Dumbrell, though, would inadvertently play a major role in the championship changing hands.
With the bulk of the field double-stacking during early Safety Car pitstops, Dumbrell had Bamber waiting behind and then stalled.
He then clouted into James Moffat in the Supercheap Falcon in a frenzied attempt to get away.
Already delayed, Bamber was also ultimately deemed to have been released unsafely, into the path of Garry Jacobson in the Castrol Nissan, which had to prop.
Both Red Bull cars served drive-through penalties and fell to 21st and 22nd.
Van Gisbergen finally took his car over on lap 64 of the 102, cutting his way from 19th to 10th.
Crucially, DJRTP sacrificed Fabian Coulthard and Tony D’Alberto during the first stops, short-filling the sister Ford so McLaughlin would not have to double-stack.
With a fifth-place finish, McLaughlin reclaimed the top spot, by 14 points before Sunday’s washout.
Things heat up on home soil
|After Race 29|
|McLaughlin: 1st, 3,656 points||van Gisbergen: 2nd, 3,642 points|
McLaughlin and van Gisbergen went the long way to arriving and leaving their home event at Pukekohe with the same, 14-point gap at the top.
In chronological order, van Gisbergen passed McLaughlin twice in Saturday’s race to win despite a five-second time penalty for the second move.
He then managed to park McLaughlin in when they arrived in parc ferme, and was the subject of a post-race investigation into spinning rear wheels at a pitstop.
Stewards cleared van Gisbergen but DJR Team Penske launched a protest that was unsuccessful with McLaughlin’s points lead cut to two.
McLaughlin then ended a winless run that stretched back to Queensland Raceway in July in the Sunday race, in a fine drive to beat Whincup, who let van Gisbergen past on the final lap.
That restored McLaughlin’s pre-event points lead, in a weekend of high-drama, controversy and emotion, the pair’s every move watched by a boisterous New Zealand crowd.
By now, both camps knew any mistake could decide the title.
They cleared that home-event hurdle successfully, and could turn their attention to the finale.
More drama and a champion
|After Race 31|
|McLaughlin: 1st, 3,944 points||van Gisbergen: 2nd, 3873 points|
Somehow, the drama of the whole New Zealand weekend was crammed into a 24-hour window between midday Saturday and Sunday in Newcastle.
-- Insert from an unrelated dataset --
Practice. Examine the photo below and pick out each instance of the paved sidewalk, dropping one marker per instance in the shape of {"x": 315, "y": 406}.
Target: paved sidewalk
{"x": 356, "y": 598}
Both protagonists fell behind their team-mates at the start but were back into first – van Gisbergen – and third – McLaughlin – by the end of Saturday’s opening lap.
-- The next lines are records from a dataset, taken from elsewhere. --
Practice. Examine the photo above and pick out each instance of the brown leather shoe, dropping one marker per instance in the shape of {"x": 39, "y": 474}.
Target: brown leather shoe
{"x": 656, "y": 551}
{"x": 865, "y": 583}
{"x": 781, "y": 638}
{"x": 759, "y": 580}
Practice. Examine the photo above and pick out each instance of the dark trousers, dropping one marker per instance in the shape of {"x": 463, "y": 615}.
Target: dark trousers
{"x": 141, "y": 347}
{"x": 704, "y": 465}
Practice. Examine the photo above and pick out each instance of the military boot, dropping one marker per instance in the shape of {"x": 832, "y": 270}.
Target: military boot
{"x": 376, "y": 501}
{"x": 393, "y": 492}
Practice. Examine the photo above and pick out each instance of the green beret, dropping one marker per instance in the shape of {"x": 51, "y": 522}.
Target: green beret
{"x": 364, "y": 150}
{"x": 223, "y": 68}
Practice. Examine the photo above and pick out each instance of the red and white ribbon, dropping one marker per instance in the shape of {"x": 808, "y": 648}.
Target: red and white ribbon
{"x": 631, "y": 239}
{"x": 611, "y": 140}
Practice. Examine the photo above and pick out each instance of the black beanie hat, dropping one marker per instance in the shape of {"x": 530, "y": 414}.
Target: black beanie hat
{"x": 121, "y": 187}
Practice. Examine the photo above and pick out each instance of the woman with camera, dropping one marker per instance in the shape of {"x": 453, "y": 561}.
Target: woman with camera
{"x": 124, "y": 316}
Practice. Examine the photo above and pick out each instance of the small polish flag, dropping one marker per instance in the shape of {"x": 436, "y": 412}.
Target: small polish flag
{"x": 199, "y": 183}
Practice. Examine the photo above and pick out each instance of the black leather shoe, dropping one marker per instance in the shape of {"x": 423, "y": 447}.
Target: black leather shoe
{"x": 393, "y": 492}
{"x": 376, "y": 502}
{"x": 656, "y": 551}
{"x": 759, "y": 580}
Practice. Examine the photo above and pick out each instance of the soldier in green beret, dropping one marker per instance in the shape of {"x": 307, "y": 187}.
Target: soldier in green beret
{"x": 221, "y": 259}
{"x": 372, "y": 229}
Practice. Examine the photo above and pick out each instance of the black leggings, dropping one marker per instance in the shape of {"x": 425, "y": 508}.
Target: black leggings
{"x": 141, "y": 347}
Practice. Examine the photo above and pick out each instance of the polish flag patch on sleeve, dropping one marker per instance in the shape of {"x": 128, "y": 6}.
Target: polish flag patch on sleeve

Van Gisbergen led the first two stints, but Safety Car pitstops just before the unofficial ‘get home on fuel’ lap complicated matters.
McLaughlin got in front, with van Gisbergen pitting on consecutive laps to complete his mandatory 140-litre fuel drop.
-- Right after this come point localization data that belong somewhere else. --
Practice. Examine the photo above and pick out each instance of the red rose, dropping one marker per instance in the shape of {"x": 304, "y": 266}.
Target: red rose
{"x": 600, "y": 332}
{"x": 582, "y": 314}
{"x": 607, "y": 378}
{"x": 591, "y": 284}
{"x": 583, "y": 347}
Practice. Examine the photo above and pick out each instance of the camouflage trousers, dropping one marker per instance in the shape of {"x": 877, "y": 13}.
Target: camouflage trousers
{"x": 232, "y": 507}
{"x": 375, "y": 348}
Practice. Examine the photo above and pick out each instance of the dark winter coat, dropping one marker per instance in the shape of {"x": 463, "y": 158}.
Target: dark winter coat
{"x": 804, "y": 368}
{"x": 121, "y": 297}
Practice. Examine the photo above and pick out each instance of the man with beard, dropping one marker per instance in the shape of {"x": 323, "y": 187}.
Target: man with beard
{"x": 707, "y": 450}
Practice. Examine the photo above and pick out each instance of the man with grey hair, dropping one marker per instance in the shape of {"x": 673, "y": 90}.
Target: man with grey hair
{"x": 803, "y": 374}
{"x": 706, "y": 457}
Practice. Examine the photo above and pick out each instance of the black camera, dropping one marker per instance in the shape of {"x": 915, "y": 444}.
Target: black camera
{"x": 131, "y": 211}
Ryan Story boasted on TV that McLaughlin could make it home on his fuel load, and he led the second half of the race.
What became apparent, though, was that McLaughlin was having to save more and more fuel as the laps ticked on, as van Gisbergen closed in from nearly 10s behind.
On the final lap, van Gisbergen swooped to take the lead as McLaughlin finally ran out, two corners from home.
That result – van Gisbergen first and McLaughlin second – would have meant the pair started Sunday with McLaughlin just two points ahead.
Like Pukekohe, however, a van Gisbergen pitstop had attracted the scrutiny of stewards, this time for the fuel hose being connected as the Commodore was lowered.
A sanction was recommended on Saturday evening but not formally ratified until Sunday morning
That time penalty dropped van Gisbergen to fifth in Saturday’s result and 53 points behind, and took some sting out of the day.
It meant McLaughlin only had to finish sixth on Sunday but everybody, the driver included, knew what had unfolded 12 months earlier.
There was no repeat of that, though, and van Gisbergen ultimately had a quiet race, stuck in traffic and then hindered by tyre pick-up.
McLaughlin relinquished the win to Reynolds late, rather than getting stuck in a battle, but still beat his chief rival on track.
The final, 71-point gap doesn’t indicate how hard the title was to win, and how closely-matched the two were through the second half of the campaign.
But that won’t matter to the newly-crowned – and immensely deserving – 2018 champion.